Каждый день Дикарь приносил в чайную связку хвороста. Летом он получал за это три анны[2], зимой — четыре и в придачу чашку чая. Иногда Гангу давал Дикарю даже несколько пакори, а порой ему перепадал и кусочек мяса, поэтому Дикарь был очень доволен Гангу и приносил ему такие связки хвороста, за какие другой потребовал бы не меньше шести анн. Гангу тоже был доволен Дикарем. Ну а раз обе стороны довольны, другой дровосек там не нужен.

Утро было таким, что хотелось петь. Дикарь шел босиком, и трава, покрытая росой, щекотала ему ноги. Он повесил топорик на плечо и беззаботно наигрывал на свирели. У девушек, набиравших воду в ручье, замерли сердца. Зов свирели проникал в их душу и пробуждал какие-то неясные чувства, вдруг фейерверком взмывавшие к небу. Невинные, беспомощные, плененные волшебной мелодией, девушки, сердца которых постепенно наполнялись пьянящим нектаром и распускались зелеными лепестками весны, застывали на месте. Теперь, после зова свирели, так трудно нести этот тяжелый кувшин!

— Дикарь! Поди сюда, помоги поднять кувшин на голову!

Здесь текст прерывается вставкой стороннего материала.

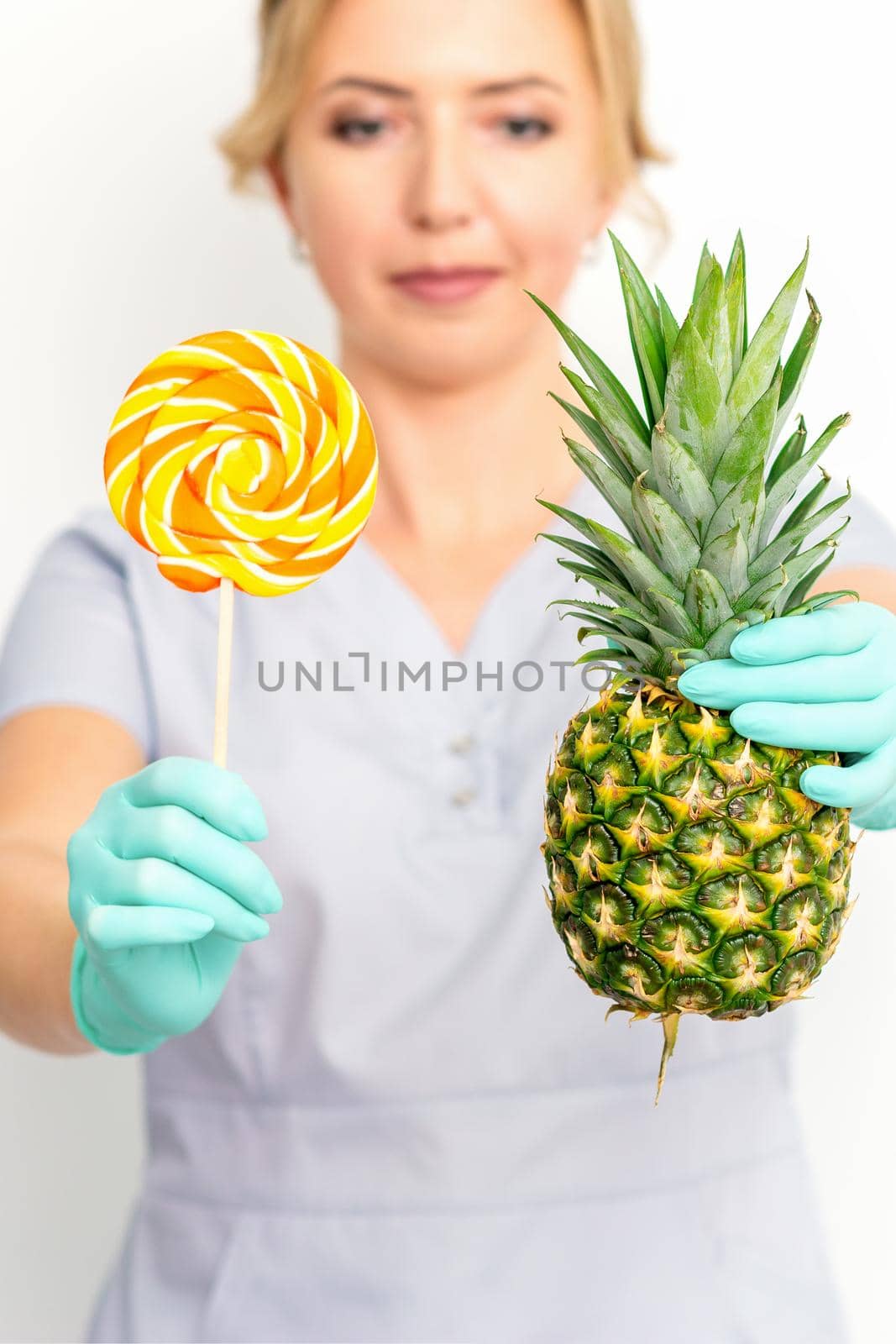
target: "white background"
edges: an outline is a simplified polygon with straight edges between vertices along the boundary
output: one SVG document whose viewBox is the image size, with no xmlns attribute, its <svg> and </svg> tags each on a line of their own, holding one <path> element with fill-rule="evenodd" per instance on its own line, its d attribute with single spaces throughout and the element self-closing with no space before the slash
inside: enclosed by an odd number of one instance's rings
<svg viewBox="0 0 896 1344">
<path fill-rule="evenodd" d="M 742 226 L 755 327 L 810 235 L 825 321 L 803 410 L 810 430 L 852 410 L 830 466 L 892 516 L 887 11 L 641 0 L 638 12 L 649 122 L 677 155 L 649 175 L 674 226 L 652 278 L 684 309 L 704 238 L 724 262 Z M 218 327 L 334 353 L 326 302 L 274 208 L 230 196 L 211 144 L 249 94 L 254 16 L 254 0 L 0 7 L 0 625 L 36 548 L 105 503 L 109 421 L 153 355 Z M 647 266 L 647 235 L 625 216 L 615 231 Z M 607 253 L 583 269 L 567 317 L 625 370 Z M 811 1001 L 789 1009 L 857 1344 L 892 1327 L 895 853 L 892 835 L 864 836 L 840 952 Z M 75 1339 L 137 1188 L 138 1066 L 0 1039 L 0 1339 Z M 645 1228 L 647 1266 L 652 1250 L 661 1241 Z"/>
</svg>

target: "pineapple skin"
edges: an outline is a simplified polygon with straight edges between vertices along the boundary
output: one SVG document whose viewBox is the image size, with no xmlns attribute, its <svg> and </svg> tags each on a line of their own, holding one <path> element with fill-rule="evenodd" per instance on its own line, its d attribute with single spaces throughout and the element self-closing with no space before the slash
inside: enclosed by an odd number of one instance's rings
<svg viewBox="0 0 896 1344">
<path fill-rule="evenodd" d="M 819 763 L 837 753 L 752 742 L 724 711 L 619 679 L 555 742 L 545 900 L 609 1012 L 661 1015 L 660 1087 L 681 1013 L 760 1016 L 837 946 L 857 841 L 849 809 L 799 790 Z"/>
</svg>

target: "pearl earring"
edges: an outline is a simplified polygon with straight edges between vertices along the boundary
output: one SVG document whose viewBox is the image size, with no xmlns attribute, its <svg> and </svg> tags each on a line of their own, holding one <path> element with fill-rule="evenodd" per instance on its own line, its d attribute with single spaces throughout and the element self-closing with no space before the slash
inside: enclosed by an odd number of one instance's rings
<svg viewBox="0 0 896 1344">
<path fill-rule="evenodd" d="M 289 246 L 296 261 L 308 261 L 310 258 L 308 243 L 301 234 L 293 234 Z"/>
</svg>

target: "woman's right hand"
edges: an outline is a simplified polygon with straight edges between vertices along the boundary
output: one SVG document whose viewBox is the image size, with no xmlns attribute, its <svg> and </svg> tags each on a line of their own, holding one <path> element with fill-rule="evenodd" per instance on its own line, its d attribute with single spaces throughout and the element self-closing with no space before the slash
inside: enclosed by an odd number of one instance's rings
<svg viewBox="0 0 896 1344">
<path fill-rule="evenodd" d="M 103 790 L 66 851 L 71 1000 L 89 1040 L 154 1050 L 208 1016 L 243 943 L 269 931 L 259 915 L 283 903 L 243 843 L 266 835 L 240 775 L 193 757 L 163 757 Z"/>
</svg>

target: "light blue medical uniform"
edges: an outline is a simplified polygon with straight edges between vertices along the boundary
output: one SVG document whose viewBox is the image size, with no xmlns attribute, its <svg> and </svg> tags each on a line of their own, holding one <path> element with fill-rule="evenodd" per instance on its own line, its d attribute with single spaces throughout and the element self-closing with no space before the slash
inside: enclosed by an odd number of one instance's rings
<svg viewBox="0 0 896 1344">
<path fill-rule="evenodd" d="M 567 503 L 613 523 L 586 481 Z M 840 559 L 896 567 L 887 520 L 850 512 Z M 304 591 L 236 593 L 227 763 L 283 909 L 211 1017 L 142 1056 L 142 1189 L 89 1340 L 844 1340 L 797 1012 L 685 1019 L 654 1110 L 658 1024 L 604 1021 L 545 909 L 545 771 L 595 698 L 556 665 L 578 620 L 545 605 L 594 597 L 564 554 L 533 540 L 462 656 L 364 535 Z M 90 706 L 148 759 L 210 758 L 216 618 L 89 509 L 13 610 L 0 719 Z"/>
</svg>

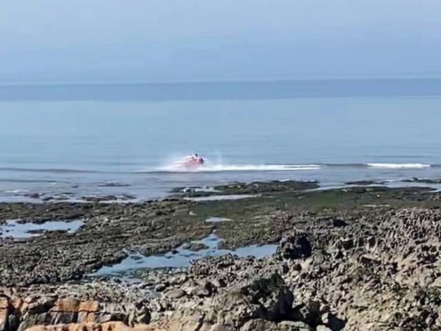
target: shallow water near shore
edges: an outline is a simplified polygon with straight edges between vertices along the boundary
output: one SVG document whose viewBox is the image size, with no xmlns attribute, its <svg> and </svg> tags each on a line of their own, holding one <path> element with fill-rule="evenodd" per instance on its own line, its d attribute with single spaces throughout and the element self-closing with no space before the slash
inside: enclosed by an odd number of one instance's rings
<svg viewBox="0 0 441 331">
<path fill-rule="evenodd" d="M 131 271 L 141 269 L 165 269 L 188 267 L 192 261 L 207 257 L 214 257 L 232 254 L 239 257 L 254 257 L 262 258 L 270 256 L 276 252 L 277 245 L 251 245 L 238 248 L 235 250 L 218 248 L 220 239 L 214 233 L 200 241 L 192 241 L 192 243 L 201 243 L 205 248 L 192 251 L 183 245 L 176 250 L 167 252 L 163 254 L 145 257 L 139 253 L 131 254 L 119 263 L 112 266 L 104 266 L 100 270 L 89 274 L 88 277 L 121 276 Z"/>
<path fill-rule="evenodd" d="M 142 200 L 236 181 L 316 180 L 327 187 L 441 177 L 441 93 L 435 92 L 441 80 L 398 94 L 404 83 L 390 84 L 367 81 L 365 95 L 333 83 L 345 97 L 324 90 L 280 99 L 276 88 L 285 85 L 275 83 L 266 99 L 207 99 L 195 91 L 186 100 L 105 99 L 92 86 L 101 99 L 81 100 L 65 86 L 64 99 L 0 100 L 0 201 L 123 194 Z M 50 96 L 54 88 L 38 90 Z M 121 88 L 125 95 L 138 90 Z M 194 152 L 207 161 L 198 171 L 170 168 Z"/>
<path fill-rule="evenodd" d="M 10 220 L 7 221 L 6 224 L 0 225 L 0 238 L 30 238 L 41 236 L 46 231 L 67 231 L 68 233 L 74 233 L 83 224 L 84 222 L 81 220 L 68 222 L 48 221 L 41 224 L 19 223 L 17 220 Z"/>
</svg>

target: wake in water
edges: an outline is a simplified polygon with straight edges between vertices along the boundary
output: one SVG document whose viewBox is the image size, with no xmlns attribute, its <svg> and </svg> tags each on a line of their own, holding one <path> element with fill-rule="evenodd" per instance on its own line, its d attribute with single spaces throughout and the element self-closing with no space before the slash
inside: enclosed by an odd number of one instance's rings
<svg viewBox="0 0 441 331">
<path fill-rule="evenodd" d="M 424 163 L 367 163 L 367 166 L 378 169 L 421 169 L 431 166 Z"/>
<path fill-rule="evenodd" d="M 180 161 L 171 162 L 158 167 L 156 171 L 170 172 L 215 172 L 224 171 L 296 171 L 318 170 L 322 166 L 318 164 L 225 164 L 205 159 L 203 164 L 197 167 L 183 166 Z"/>
</svg>

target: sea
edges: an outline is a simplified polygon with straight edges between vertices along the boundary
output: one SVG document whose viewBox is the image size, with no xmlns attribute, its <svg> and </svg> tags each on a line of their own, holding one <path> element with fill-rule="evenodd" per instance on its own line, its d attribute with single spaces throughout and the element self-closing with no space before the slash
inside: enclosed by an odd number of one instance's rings
<svg viewBox="0 0 441 331">
<path fill-rule="evenodd" d="M 441 178 L 441 79 L 0 86 L 1 201 L 413 177 Z"/>
</svg>

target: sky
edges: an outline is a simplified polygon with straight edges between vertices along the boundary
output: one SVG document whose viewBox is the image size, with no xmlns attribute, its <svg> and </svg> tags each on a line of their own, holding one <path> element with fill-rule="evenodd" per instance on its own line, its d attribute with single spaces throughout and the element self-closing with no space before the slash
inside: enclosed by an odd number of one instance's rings
<svg viewBox="0 0 441 331">
<path fill-rule="evenodd" d="M 3 0 L 0 83 L 441 77 L 440 0 Z"/>
</svg>

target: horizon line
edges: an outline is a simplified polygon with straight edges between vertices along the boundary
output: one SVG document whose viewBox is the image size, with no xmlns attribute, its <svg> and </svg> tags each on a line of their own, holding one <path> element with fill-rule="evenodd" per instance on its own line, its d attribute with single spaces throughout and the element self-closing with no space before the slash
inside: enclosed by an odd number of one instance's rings
<svg viewBox="0 0 441 331">
<path fill-rule="evenodd" d="M 326 77 L 326 78 L 298 78 L 298 79 L 201 79 L 177 81 L 26 81 L 26 82 L 0 82 L 0 87 L 12 86 L 79 86 L 79 85 L 173 85 L 192 83 L 278 83 L 289 81 L 404 81 L 404 80 L 438 80 L 441 76 L 406 76 L 390 77 Z"/>
</svg>

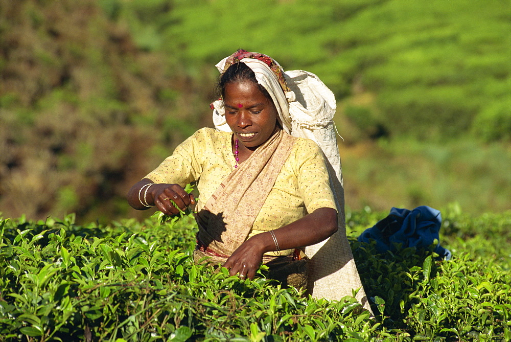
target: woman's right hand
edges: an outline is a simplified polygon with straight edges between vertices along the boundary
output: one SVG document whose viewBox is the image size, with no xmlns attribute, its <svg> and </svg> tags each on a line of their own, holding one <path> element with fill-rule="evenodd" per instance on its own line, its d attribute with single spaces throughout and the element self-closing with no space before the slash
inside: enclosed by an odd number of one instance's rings
<svg viewBox="0 0 511 342">
<path fill-rule="evenodd" d="M 185 191 L 179 184 L 154 184 L 150 187 L 149 193 L 153 199 L 154 205 L 164 214 L 172 216 L 179 213 L 171 200 L 183 211 L 190 204 L 195 204 L 194 195 Z"/>
</svg>

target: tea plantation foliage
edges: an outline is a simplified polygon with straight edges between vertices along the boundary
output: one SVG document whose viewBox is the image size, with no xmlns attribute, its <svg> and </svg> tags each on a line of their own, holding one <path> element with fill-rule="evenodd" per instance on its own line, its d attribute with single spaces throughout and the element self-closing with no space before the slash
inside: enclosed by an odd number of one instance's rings
<svg viewBox="0 0 511 342">
<path fill-rule="evenodd" d="M 353 298 L 304 298 L 264 278 L 193 264 L 185 217 L 0 221 L 0 341 L 509 340 L 511 212 L 443 211 L 453 252 L 375 254 L 356 237 L 387 213 L 349 212 L 349 238 L 376 317 Z"/>
<path fill-rule="evenodd" d="M 214 65 L 243 48 L 334 91 L 343 157 L 350 146 L 376 151 L 345 164 L 353 208 L 508 209 L 510 6 L 1 0 L 0 208 L 104 223 L 135 216 L 129 187 L 213 126 Z"/>
</svg>

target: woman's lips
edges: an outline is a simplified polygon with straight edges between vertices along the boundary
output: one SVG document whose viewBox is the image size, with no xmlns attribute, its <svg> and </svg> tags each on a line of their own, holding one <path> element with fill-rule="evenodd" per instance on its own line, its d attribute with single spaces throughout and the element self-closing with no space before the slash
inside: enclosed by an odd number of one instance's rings
<svg viewBox="0 0 511 342">
<path fill-rule="evenodd" d="M 256 136 L 256 133 L 238 133 L 238 136 L 242 141 L 249 141 Z"/>
</svg>

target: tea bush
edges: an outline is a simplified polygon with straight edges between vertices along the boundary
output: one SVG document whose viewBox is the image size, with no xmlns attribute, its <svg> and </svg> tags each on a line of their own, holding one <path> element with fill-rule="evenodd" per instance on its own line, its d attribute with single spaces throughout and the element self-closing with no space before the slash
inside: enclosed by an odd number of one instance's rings
<svg viewBox="0 0 511 342">
<path fill-rule="evenodd" d="M 348 211 L 349 238 L 376 318 L 352 297 L 305 298 L 194 265 L 184 217 L 79 225 L 0 221 L 0 340 L 452 340 L 511 338 L 511 212 L 445 215 L 448 262 L 375 253 L 356 236 L 386 214 Z M 441 232 L 442 233 L 442 232 Z M 478 237 L 481 236 L 479 238 Z M 488 244 L 479 245 L 482 239 Z"/>
</svg>

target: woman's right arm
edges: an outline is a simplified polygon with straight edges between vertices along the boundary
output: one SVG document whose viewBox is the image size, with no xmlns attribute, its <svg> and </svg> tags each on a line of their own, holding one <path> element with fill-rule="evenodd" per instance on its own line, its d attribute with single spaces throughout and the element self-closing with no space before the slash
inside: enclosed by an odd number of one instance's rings
<svg viewBox="0 0 511 342">
<path fill-rule="evenodd" d="M 127 198 L 134 209 L 145 210 L 154 206 L 168 215 L 179 213 L 171 200 L 183 211 L 191 204 L 195 204 L 193 195 L 187 193 L 178 184 L 155 184 L 146 178 L 131 187 Z"/>
</svg>

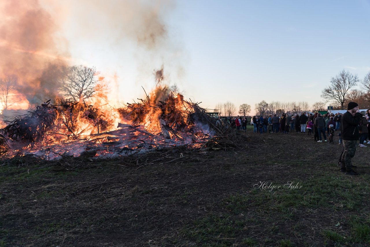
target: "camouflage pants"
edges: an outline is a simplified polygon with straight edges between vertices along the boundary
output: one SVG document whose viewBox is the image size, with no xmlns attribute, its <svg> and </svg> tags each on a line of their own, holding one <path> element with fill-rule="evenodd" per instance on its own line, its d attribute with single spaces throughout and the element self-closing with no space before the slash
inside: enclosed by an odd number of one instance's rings
<svg viewBox="0 0 370 247">
<path fill-rule="evenodd" d="M 342 165 L 346 164 L 346 168 L 351 169 L 352 165 L 352 158 L 354 157 L 354 153 L 356 152 L 356 146 L 357 141 L 355 140 L 343 140 L 343 148 L 344 152 L 342 156 Z"/>
</svg>

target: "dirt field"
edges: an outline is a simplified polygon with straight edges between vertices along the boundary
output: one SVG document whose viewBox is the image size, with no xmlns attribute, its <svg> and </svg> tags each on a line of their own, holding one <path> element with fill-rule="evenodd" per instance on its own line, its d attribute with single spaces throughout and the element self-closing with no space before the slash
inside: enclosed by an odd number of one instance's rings
<svg viewBox="0 0 370 247">
<path fill-rule="evenodd" d="M 13 160 L 0 168 L 0 246 L 370 245 L 370 147 L 354 177 L 337 166 L 337 136 L 240 134 L 241 149 L 156 161 Z"/>
</svg>

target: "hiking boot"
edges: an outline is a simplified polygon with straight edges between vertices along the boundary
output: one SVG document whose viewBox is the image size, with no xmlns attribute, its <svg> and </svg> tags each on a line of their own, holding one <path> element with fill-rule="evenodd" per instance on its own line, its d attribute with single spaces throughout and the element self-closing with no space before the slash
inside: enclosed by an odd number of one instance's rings
<svg viewBox="0 0 370 247">
<path fill-rule="evenodd" d="M 340 169 L 342 170 L 342 169 Z M 353 170 L 350 170 L 349 171 L 346 171 L 346 174 L 347 175 L 353 175 L 354 176 L 358 176 L 358 174 Z"/>
</svg>

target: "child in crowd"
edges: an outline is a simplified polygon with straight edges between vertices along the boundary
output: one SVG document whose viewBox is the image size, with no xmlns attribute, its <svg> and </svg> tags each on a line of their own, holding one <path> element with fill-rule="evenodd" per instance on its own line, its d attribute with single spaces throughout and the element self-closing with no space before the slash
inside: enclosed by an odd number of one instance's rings
<svg viewBox="0 0 370 247">
<path fill-rule="evenodd" d="M 259 131 L 262 134 L 263 131 L 263 118 L 261 116 L 259 119 L 259 122 L 258 123 L 258 128 L 259 129 Z"/>
<path fill-rule="evenodd" d="M 311 119 L 310 119 L 307 122 L 307 127 L 306 127 L 306 128 L 308 130 L 308 134 L 307 134 L 307 136 L 311 135 L 311 131 L 312 129 L 312 127 L 313 126 L 313 124 L 312 123 L 312 120 Z"/>
<path fill-rule="evenodd" d="M 329 136 L 329 142 L 330 143 L 334 143 L 333 142 L 333 138 L 334 137 L 334 126 L 333 124 L 330 124 L 329 125 L 329 134 L 330 136 Z"/>
</svg>

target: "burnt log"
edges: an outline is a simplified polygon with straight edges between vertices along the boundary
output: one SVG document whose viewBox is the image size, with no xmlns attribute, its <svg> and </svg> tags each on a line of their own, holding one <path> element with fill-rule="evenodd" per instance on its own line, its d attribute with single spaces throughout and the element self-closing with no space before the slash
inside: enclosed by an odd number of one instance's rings
<svg viewBox="0 0 370 247">
<path fill-rule="evenodd" d="M 166 122 L 162 119 L 159 119 L 158 120 L 159 121 L 159 126 L 161 126 L 161 129 L 162 131 L 162 135 L 163 136 L 163 137 L 166 139 L 171 139 L 171 137 L 169 135 L 169 133 L 165 127 Z"/>
<path fill-rule="evenodd" d="M 96 150 L 87 150 L 80 154 L 80 157 L 94 157 L 96 155 Z"/>
</svg>

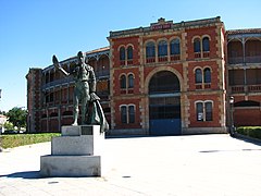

Он остановился, не отрывая свирели от губ. Это к нему обратилась златовласая стройная девушка с огромными глазами и ярко-красными лепестками губ, дочь старосты. Кувшин стоял на земле, а она грациозно изогнулась над ним, словно натянутый лук. Одна рука на кувшине, другой она звала Дикаря.

Несколько мгновений он стоял остолбенев, не спуская с нее восхищенных и удивленных глаз.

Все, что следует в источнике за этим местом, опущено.